You don’t have to look far for the evidence.
Firms such as Amazon, Meta, and Salesforce have already laid off thousands, and while this isn't a mass unemployment situation yet the trend has certainly started....especially with many entry level jobs, and if they go, careers don't get built!
A Slow Crisis for the Middle Class?
CEOs are talking openly about cutting labor costs with AI, and some are predicting 10 to 20 percent of jobs could go soon, especially among less-experienced workers.
What’s really s the risk to the educated middle class. Lawyers, analysts, consultants, and if these jobs go or shrink, it’s not just the economy that takes a hit. The political system itself could feel it.
Back in the day when factory jobs vanished, certain regions became politically volatile. If the same thing happens to white-collar workers, the fallout could be even bigger. Jobs are more than paychecks. They’re the glue in society’s unspoken deal. Take enough of them away, and people start to question the system.
Work gives people status, identity, even meaning. If AI makes much of that work pointless or obsolete, it challenges some big ideas about how society works and what it means to “earn” success.
The UK—Early Warnings
There are already tales of people earning less because AI can now churn out logos and ads on the cheap. It’s not just design; research shows AI could start handling tasks throughout law, finance, customer service, and beyond. Whole industries are vulnerable, with “AI agents” possibly taking over jobs in everything from insurance to travel bookings.

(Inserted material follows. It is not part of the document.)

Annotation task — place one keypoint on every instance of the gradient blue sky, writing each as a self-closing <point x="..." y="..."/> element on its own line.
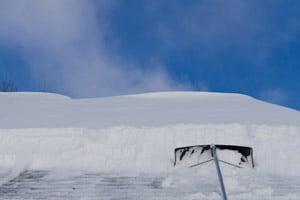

And it won’t stop there. Layoffs mean less spending, which leads to slower economic growth—a classic vicious cycle. There’s even talk about falling house prices as incomes get shakier.
Final Thoughts and a counter...
Of course not everyone’s worried. Some experts believe AI will spark a new wave of productivity, lower costs, and create jobs we can’t even imagine right now. The old idea of “creative destruction” applies: yes, old jobs may disappear, but new ones show up in their place.